Meanwhile, BBC reporting on New Year’s Eve celebrations around the world on Friday morning, January 1 showed Vladimir Putin delivering his 2016 greetings to his countrymen over the caption “Russia names NATO as threat to security.” In a classic propaganda exercise, the editorial staff of the British Broadcasting Corporation merged two very different pieces of news that bear the same dateline: the anodyne salutation of the Russian president, and the 41-page National Security doctrine which he had signed earlier in the day. This is propaganda not only because the stories were unrelated but because the NATO threat is covered explicitly in just one page out of the 41, which take in a great many other security metrics such as education, import substitution, religious and spiritual convictions. I mention this case because the major arguments set out in the Russian Security Doctrine flagged by the BBC are precisely the same as those in World Order. For both, ultimate authorial responsibility rests with one man: Vladimir Putin.
Thus, one might ask why interpretation of the film was positive and interpretation of the doctrine is negative. With this arbitrariness and unimaginable superficiality driving the news that Western elites, not to mention the general public, take in with their morning coffee is it any wonder that we hear repeatedly that Russian state behavior is unpredictable? And is it any wonder that even well-meaning fighters for peace in the West are misguided about what constitutes the way forward in relations with Russia if we are to formulate an alternative to the War Party that controls Washington and Brussels?

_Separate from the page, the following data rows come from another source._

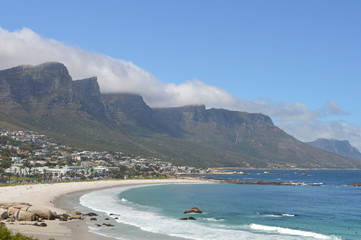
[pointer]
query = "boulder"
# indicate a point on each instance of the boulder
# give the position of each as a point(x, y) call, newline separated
point(3, 214)
point(193, 210)
point(75, 216)
point(41, 212)
point(91, 214)
point(22, 215)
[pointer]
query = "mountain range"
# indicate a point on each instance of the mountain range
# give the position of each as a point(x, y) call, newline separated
point(46, 99)
point(340, 147)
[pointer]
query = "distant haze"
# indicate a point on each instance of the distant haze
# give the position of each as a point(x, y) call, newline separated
point(116, 75)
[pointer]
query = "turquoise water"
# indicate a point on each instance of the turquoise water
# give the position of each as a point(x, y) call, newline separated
point(231, 211)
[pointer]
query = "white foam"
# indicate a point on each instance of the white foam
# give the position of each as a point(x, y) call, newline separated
point(107, 201)
point(214, 219)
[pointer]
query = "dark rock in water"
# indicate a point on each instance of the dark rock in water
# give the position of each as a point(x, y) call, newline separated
point(91, 214)
point(193, 210)
point(355, 185)
point(189, 218)
point(40, 225)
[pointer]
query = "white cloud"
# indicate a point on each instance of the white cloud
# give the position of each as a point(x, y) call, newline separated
point(115, 75)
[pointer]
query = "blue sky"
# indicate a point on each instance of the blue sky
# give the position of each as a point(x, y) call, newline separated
point(297, 61)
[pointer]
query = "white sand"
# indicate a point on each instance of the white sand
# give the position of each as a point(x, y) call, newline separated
point(44, 194)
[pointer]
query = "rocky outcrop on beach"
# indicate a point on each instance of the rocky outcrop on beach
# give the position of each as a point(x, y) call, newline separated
point(18, 211)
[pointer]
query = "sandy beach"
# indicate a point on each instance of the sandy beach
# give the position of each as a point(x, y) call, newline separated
point(49, 196)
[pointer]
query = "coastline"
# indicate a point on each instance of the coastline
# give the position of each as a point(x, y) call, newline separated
point(56, 197)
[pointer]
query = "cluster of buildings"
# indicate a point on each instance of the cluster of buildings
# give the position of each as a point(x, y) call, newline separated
point(32, 156)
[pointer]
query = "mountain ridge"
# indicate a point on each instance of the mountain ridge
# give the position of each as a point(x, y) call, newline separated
point(340, 147)
point(45, 98)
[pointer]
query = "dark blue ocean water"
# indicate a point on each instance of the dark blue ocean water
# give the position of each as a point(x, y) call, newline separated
point(231, 211)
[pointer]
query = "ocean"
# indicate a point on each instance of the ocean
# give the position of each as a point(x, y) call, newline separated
point(325, 207)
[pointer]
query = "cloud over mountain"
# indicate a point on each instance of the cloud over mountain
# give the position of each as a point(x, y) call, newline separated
point(116, 75)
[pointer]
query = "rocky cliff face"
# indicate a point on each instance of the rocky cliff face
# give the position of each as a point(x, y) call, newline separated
point(340, 147)
point(45, 98)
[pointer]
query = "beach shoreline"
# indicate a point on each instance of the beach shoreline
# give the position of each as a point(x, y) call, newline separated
point(56, 197)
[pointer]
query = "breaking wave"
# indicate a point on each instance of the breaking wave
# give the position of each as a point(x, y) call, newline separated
point(143, 217)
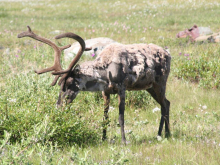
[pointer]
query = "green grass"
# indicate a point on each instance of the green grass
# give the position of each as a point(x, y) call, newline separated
point(34, 131)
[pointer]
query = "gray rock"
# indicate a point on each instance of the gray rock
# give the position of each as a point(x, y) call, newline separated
point(204, 31)
point(56, 32)
point(97, 44)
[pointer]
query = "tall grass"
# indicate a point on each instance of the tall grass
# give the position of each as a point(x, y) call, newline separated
point(34, 131)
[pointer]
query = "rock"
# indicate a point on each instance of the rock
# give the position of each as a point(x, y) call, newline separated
point(55, 32)
point(203, 31)
point(97, 44)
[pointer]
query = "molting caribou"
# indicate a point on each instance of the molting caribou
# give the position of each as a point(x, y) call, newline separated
point(116, 69)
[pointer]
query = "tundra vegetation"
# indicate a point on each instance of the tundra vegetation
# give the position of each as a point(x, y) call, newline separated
point(34, 131)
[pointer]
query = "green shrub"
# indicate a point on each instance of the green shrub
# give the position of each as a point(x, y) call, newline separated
point(203, 70)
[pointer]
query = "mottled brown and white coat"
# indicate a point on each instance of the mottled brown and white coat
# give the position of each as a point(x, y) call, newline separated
point(116, 69)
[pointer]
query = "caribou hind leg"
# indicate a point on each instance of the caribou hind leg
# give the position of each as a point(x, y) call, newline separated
point(158, 93)
point(121, 100)
point(105, 118)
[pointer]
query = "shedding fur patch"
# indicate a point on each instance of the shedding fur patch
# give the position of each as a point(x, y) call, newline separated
point(135, 58)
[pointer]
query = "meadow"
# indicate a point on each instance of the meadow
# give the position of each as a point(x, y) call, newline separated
point(34, 131)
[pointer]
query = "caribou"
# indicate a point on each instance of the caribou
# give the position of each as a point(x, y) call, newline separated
point(116, 69)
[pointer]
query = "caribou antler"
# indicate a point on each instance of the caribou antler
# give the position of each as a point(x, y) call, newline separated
point(57, 53)
point(77, 57)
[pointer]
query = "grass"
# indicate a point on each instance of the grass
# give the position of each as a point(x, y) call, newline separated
point(33, 131)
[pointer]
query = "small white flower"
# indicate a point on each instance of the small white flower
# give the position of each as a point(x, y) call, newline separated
point(12, 100)
point(204, 107)
point(159, 138)
point(156, 109)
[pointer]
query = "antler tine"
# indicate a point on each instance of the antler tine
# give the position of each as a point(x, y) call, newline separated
point(57, 52)
point(77, 57)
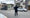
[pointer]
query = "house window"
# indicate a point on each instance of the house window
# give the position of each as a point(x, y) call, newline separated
point(23, 3)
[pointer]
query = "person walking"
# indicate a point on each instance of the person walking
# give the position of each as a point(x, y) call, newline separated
point(16, 11)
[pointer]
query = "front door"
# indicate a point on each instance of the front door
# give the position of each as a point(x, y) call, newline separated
point(29, 7)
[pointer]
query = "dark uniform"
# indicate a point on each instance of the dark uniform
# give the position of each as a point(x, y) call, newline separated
point(16, 11)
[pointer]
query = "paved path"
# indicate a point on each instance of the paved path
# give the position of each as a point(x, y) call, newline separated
point(10, 14)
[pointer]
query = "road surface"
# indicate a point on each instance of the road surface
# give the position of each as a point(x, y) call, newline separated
point(10, 14)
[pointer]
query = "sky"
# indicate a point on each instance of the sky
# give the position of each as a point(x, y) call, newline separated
point(7, 1)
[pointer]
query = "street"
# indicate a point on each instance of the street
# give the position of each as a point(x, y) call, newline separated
point(11, 14)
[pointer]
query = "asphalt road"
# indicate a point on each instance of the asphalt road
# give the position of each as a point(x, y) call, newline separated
point(10, 14)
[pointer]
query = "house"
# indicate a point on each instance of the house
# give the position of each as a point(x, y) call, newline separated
point(27, 4)
point(20, 3)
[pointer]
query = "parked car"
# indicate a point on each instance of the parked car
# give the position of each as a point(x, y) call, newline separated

In what constitutes a rare exception to the meager coverage given by mainstream media of the airing of the documentary World Order, Britain’s Telegraph newspaper correctly identified the form and rather significant bits and pieces of its content. In its article, Allison Quinn, the Telegraph‘s Kiev-based reporter, correctly likens the new film to the documentary Crimea: Finding the way back home, released in mid-March on the same state channel to coincide with the anniversary of the ‘Crimean Spring’. Like that documentary, World Order is built around interview segments. Quinn tells us vaguely that although the film includes “interviews with other political figures and leaders, Mr. Putin is undoubtedly the headliner”.
As indicated by the title of Quinn’s article, he and his editors chose to stress Putin’s denial in the film that Russia is just the USSR with another name and that it is seeking to restore the Soviet empire. He also correctly calls attention to an exchange between Putin and the interviewer that was featured in the film’s trailer, where the President spoke about nuclear war as necessarily catastrophic for the planet, as something he could not imagine anyone deciding upon, while also speaking of Russia’s ongoing modernization of its nuclear arsenal and the key place of nuclear arms as deterrent in the country’s military doctrine.